Auch ein Wechseln der USB-Buchse half nicht, wollte dann einfach mal neustarten aber durfte dann mitansehen, wie der Rechner dabei abgestürzt ist - Bildschirm blieb zwischendurch wieder schwarz.

Von der MittagsSession habe ich leider keine Logs (sofern es nicht noch irgendwo gesonderte für Abstürze gibt...)

Jetzt bin ich wieder am Laptop und Maus wird immer noch nicht anerkannt; eine USB-Tastatur aber ja.
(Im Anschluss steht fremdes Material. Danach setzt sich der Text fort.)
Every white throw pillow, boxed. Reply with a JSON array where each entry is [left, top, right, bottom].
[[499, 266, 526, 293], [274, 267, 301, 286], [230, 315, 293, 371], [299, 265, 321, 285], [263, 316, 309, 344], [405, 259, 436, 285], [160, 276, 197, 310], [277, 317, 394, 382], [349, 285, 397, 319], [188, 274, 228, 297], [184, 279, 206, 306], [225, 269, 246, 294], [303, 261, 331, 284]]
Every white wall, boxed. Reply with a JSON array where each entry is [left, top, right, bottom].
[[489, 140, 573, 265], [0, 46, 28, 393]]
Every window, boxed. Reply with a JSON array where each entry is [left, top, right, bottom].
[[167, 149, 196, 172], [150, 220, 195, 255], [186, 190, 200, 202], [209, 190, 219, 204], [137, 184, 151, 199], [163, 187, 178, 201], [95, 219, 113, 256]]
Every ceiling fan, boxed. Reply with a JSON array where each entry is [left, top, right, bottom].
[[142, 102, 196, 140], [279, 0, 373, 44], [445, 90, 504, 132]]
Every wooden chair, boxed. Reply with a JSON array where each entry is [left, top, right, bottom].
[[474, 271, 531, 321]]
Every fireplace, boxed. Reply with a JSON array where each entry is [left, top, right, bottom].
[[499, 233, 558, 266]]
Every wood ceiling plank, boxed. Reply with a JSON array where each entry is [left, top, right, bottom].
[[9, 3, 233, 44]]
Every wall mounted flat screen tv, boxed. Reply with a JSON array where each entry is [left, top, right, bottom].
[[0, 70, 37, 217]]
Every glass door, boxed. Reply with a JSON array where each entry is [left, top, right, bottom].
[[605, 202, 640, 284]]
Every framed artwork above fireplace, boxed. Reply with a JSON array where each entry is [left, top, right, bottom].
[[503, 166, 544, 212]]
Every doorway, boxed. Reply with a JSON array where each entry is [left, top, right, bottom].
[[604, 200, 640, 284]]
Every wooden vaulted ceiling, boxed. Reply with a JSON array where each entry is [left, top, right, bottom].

Außerdem durfte ich auch die Beobachtung machen, dass der XServer plötzlich nicht mehr reagiert -

kriege die Fehlermeldung: 

 *Quote:*   

> 
> 
> Xlib: connection to ":0,0" refused by server
> 
> Xlib: No protocol specified

 

Ich musste dann auch neustarten um diesen Fehler zu umgehen....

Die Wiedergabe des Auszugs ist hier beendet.